How to Sew a Face Mask

As efforts continue all over the world to put a limit to the spread of COVID-19, government officials have started noticing a critical shortage of Personal Protective Equipment, namely protective gowns, gloves and face masks. For this reason, more caregivers at health network platforms have started instructing their general audience to learn how to sew a face mask.

If you believe you are about to run out of, or have run out of, manufactured face masks, you can always refer to this post for expert-approved instructions on how to sew face masks. However, before we can move onto the step-by-step process of doing so, we’ll list out whatever supplies you will be needing for the task. Here they are:

What You’ll Need to Sew a Face Mask

Tools

  • A needle and thread (you may also use a sewing machine if you have one)
  • A pair of scissors
  • Clips or pins to hold the fabric in place (paper clips and safety pins will also do the job)

Materials

  • At least a 20 x 20 inch cut-out of 100% cotton fabrics (for example from a flat tea towel)
  • 4 strips of cotton fabric cut-outs for your ties, approximately ¾ inches wide and 18 inches long

Or

how to sew a facemask
  • 4 clean and flat shoelaces

Or

  • 2 flat sewing elastics (¼ inch wide) which are about 7 inches long each

1. Gather Your Materials

While choosing the fabric for your face mask, we would advise you to choose wisely. Once you’ve picked a fabric, go ahead and wash it using the warmest setting of your washing machine and then dry it using high heat.

Ideally, tea towels are a better choice than linens or T-shirts. At least that is what Stanford’s Anesthesia Informatics and Media Lab recommends based on the effectiveness of warding off external contaminants in the air around us.

Now, with this fabric all dried up, you should fold it in half and measure it for your cut-out.
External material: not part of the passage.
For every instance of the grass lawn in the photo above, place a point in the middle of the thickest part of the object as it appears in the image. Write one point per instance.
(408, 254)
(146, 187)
Next, use your scissor to cut out a rectangle measuring 9.5” x 6.5” to create 2 identical pieces of cloth. This will act as the base of your mask and you can fold and sew each piece of cloth to make a thicker border of your mask.

Next, you will be required to cut 4 strands from the same fabric (or a shoelace) to make your fabric ties or the ties you will use to fasten your mask to your head. These strands should measure 18 inches long and about ¾ inches wide. With that done, you can use the same fold-and-sew sewing pattern to make it more durable and easy to use.
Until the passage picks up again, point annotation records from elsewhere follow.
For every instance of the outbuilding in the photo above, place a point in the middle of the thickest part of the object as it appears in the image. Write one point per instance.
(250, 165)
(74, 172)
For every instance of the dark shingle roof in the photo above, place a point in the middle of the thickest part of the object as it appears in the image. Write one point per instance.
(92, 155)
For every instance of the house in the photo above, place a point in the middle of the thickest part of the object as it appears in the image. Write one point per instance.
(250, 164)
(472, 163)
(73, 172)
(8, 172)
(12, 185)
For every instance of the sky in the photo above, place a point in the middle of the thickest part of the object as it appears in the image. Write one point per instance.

Fold each of these fabrics once (lengthwise) and then tuck any rough edge you can find inside the fold. Next, sew in straight lines along its middle so as to prevent your fabric ties from having any frayed edges.

2. Add the Ties

Now take hold of one of the fabric’s layers and start pinning down the folded ends of fabric ties, facing outside and on all 4 corners. While doing so, make sure that each of the 4 ties points toward the center of the fabric before you can move on.

Some people also choose to use sewing elastic instead of fabric ties, however, you should note that these elastics cannot be bleached. In other words, these ties will make your face mask difficult to clean. In addition to this, any individual who has a latex allergy may be affected by this mask.

However, if you’re going through with sewing elastics, make sure they, too, line up to meet at the center of the fabric, once they have been sewed in.

3. Putting It All Together

Now you will have to take the second layer of the fabric to line up with the first before sewing them together. Make sure that the ‘right’ side of the fabric is facing upright and that you aren’t placing the fabric ties outside the sandwiching layers.

Once the fabric ties are sandwiched between the two cotton layers, you can now pin them down and start stitching them together. Make sure you sew at about ¼ inches above the edges of the mask, and keep removing pins as you sew past them. Now, continue to stitch all the way back to your starting point and try to leave about 1 ½ inches of space after each ‘stab and pull’.

4. Making Staggered Pleats

Now with your mask nearly completed, it is time for you to make those ‘folds’ each face mask seems to come designed with. To do so, turn your face mask so you face where your mouth and nose go, with the fabric ties (or elastics) sticking out – quite like 4 thin legs of a table.

While in this position, try to make staggered horizontal pleats on your mask, as you used to do to make a paper fan in school, or at home. Doing this allows the mask to easily conform to the wearer’s face. After doing this, you can use a couple of pins or clips to secure the pleats in place.

5. Finishing Up

With your pins still holding the pleats in place, stitch around the entire perimeter of the mask as you did in Step 3. Make sure this line of thread is about ¼ inches away from the previous line. Also, be careful while sewing over the pleats in the fabric, because these areas may have gotten a little thick.

With your second round of stitching complete, you can now flip over your handiwork and give yourself a little pat on your back. Not everyone gets it right on their first go.

Our Final Thoughts

Even though you have learned how to sew a face mask at home, you should make sure you keep manufacturing new pairs and not re-using the old ones for more than the advised time period. Also, as per the most recent WHO guidelines, it is advisable to pull the mask away from your face when you need to take it off, instead of pulling it down onto your chin and neck.